American television personality

David Guistina is the host of the Public, educational, and government access (PEG) cable TV quiz show Masterminds, aired on Time Warner Cable across New York State, and a producer and host at WAMC/Northeast Public Radio in Albany, New York.

He graduated from Utica College in 1991 with a dual major in public relations and communications after switching after approximately one year from a dual major in public relations and journalism. His minor was in radio/TV.

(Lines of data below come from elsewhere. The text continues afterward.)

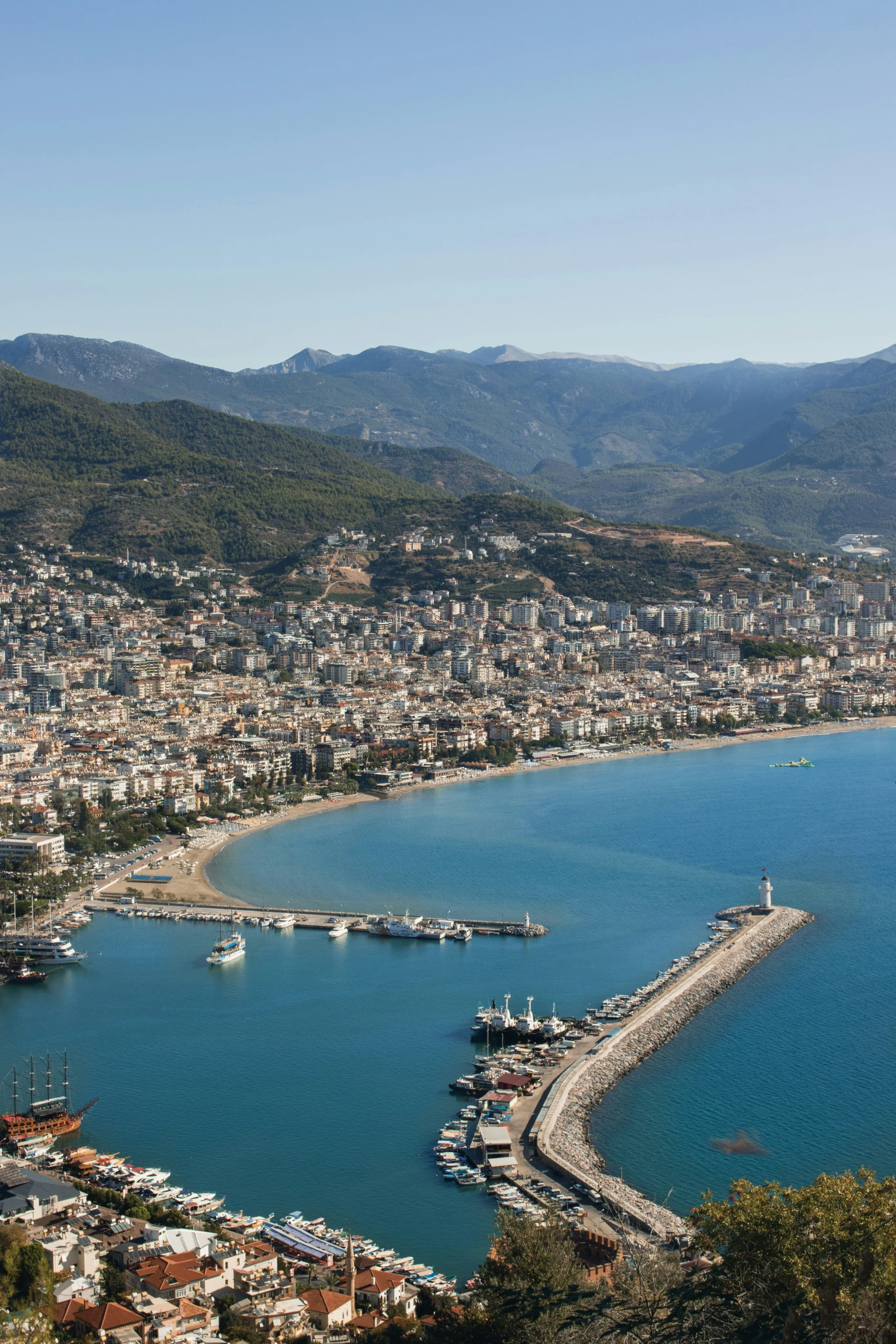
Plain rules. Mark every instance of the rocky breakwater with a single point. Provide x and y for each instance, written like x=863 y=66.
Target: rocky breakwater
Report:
x=562 y=1132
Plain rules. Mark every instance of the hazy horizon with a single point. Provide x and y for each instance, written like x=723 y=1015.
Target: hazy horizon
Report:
x=679 y=186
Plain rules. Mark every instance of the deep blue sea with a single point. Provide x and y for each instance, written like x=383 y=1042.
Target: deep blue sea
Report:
x=313 y=1074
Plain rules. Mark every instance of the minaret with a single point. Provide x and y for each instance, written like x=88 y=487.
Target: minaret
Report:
x=349 y=1270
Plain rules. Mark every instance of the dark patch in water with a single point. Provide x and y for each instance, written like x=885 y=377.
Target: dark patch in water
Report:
x=743 y=1144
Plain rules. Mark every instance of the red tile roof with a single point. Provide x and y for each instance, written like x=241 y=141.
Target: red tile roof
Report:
x=323 y=1301
x=63 y=1314
x=108 y=1316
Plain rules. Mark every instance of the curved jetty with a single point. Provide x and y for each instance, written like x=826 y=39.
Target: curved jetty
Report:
x=562 y=1131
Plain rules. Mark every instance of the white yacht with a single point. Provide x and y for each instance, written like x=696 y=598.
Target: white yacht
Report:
x=552 y=1028
x=525 y=1023
x=46 y=951
x=406 y=928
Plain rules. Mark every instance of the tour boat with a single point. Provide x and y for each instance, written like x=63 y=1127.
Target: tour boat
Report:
x=228 y=949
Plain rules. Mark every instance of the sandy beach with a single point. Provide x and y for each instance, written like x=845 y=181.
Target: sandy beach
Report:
x=194 y=888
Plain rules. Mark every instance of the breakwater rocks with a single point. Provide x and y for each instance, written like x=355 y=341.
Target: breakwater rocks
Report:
x=562 y=1132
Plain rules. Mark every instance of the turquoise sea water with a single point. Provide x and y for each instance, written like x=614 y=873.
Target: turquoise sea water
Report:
x=313 y=1074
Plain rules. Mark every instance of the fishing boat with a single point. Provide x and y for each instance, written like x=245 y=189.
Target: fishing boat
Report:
x=21 y=973
x=46 y=1118
x=229 y=948
x=406 y=928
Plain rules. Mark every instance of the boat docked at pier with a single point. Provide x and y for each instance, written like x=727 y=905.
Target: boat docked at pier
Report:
x=21 y=973
x=47 y=951
x=408 y=928
x=47 y=1118
x=493 y=1022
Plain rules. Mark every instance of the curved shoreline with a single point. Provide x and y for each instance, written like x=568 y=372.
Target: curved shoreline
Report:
x=198 y=889
x=332 y=804
x=562 y=1132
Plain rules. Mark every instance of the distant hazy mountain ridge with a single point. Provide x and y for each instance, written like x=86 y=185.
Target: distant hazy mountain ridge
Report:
x=791 y=455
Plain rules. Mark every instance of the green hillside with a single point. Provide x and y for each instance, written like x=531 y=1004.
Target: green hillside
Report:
x=178 y=480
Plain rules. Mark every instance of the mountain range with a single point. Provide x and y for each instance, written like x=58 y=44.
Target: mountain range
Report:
x=785 y=455
x=178 y=479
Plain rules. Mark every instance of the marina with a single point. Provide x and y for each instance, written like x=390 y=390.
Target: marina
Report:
x=625 y=901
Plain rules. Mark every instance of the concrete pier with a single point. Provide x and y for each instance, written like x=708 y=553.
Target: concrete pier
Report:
x=559 y=1131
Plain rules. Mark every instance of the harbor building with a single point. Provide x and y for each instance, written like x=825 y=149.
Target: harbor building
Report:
x=45 y=849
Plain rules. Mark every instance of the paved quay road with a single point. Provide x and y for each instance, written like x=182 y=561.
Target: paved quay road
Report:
x=558 y=1108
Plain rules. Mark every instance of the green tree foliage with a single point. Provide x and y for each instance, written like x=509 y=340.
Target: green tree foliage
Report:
x=805 y=1264
x=25 y=1270
x=532 y=1287
x=113 y=1285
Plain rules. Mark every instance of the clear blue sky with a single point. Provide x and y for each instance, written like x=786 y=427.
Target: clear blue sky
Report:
x=233 y=182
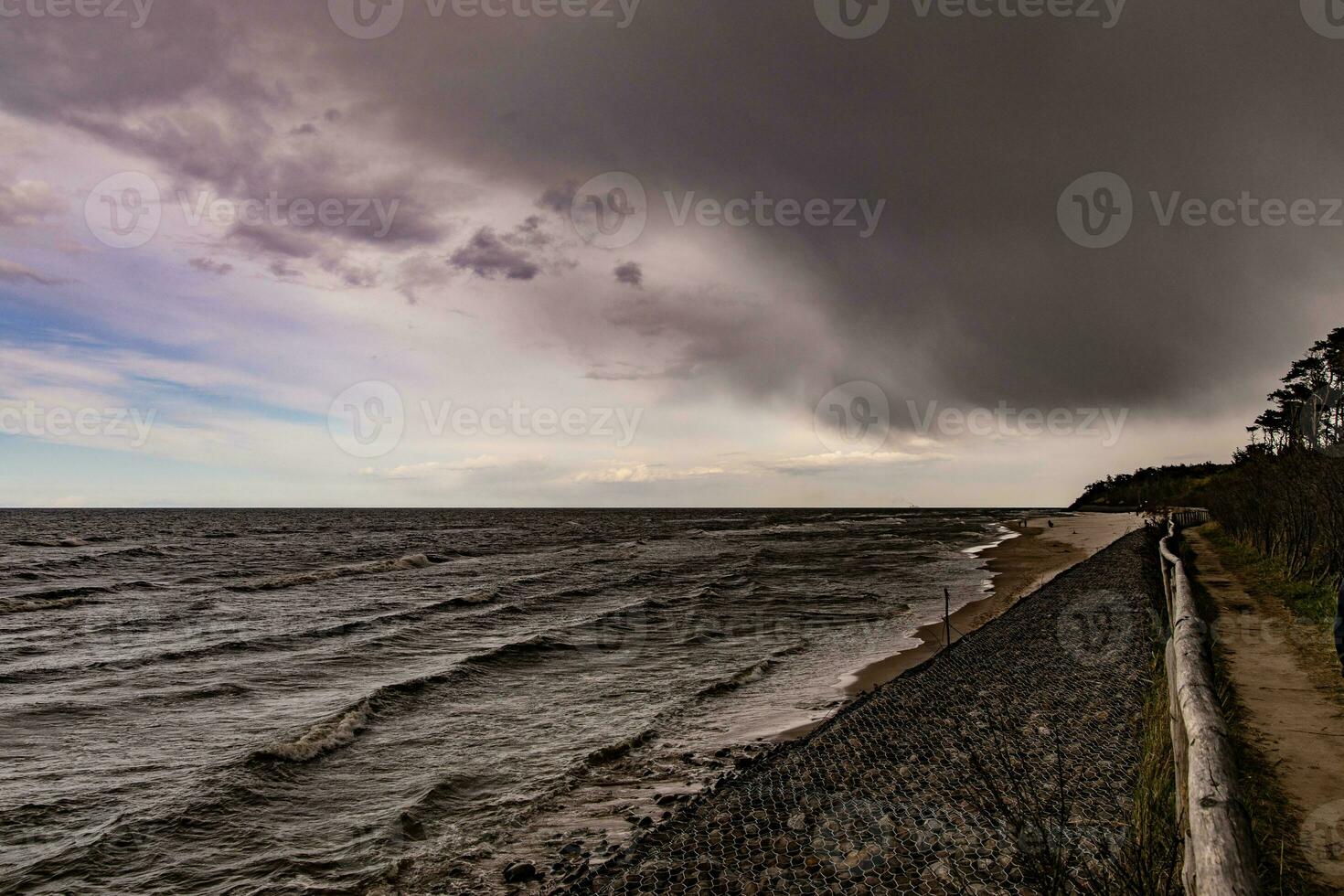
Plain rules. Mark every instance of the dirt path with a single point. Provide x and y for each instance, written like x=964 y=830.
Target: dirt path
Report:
x=1296 y=724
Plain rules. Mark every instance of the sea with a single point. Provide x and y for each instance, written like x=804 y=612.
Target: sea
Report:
x=306 y=701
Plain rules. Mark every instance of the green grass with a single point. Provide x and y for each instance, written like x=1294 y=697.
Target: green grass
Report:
x=1284 y=869
x=1264 y=575
x=1152 y=861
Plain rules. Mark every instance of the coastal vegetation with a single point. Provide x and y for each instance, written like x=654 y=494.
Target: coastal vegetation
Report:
x=1283 y=495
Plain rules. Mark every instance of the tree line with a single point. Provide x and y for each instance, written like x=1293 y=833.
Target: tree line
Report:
x=1284 y=492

Guistina currently works as a producer and on-air personality for WAMC/Northeast Public Radio in Albany, New York. He produces several radio shows, documentaries and special programs. Guistina serves as the current host/newscaster of the locally produced segments of National Public Radio's Morning Edition, aired on WAMC from 5 a.m. to 9 a.m. on weekday mornings (previous hosts include Brian Shields and Alan Doane). In the local WAMC Morning Edition segments, Guistina reads local news stories and interviews reporters. He also serves as substitute co-host of The Roundtable, WAMC's local 9 a.m. to 12 p.m. morning program, when Joe Donahue or Sarah LaDuke is on vacation. In addition, he is the Internship Coordinator for the station. He has taught Interpersonal communication classes at Utica College for more than ten years as well as a journalism class at the SUNY University at Albany.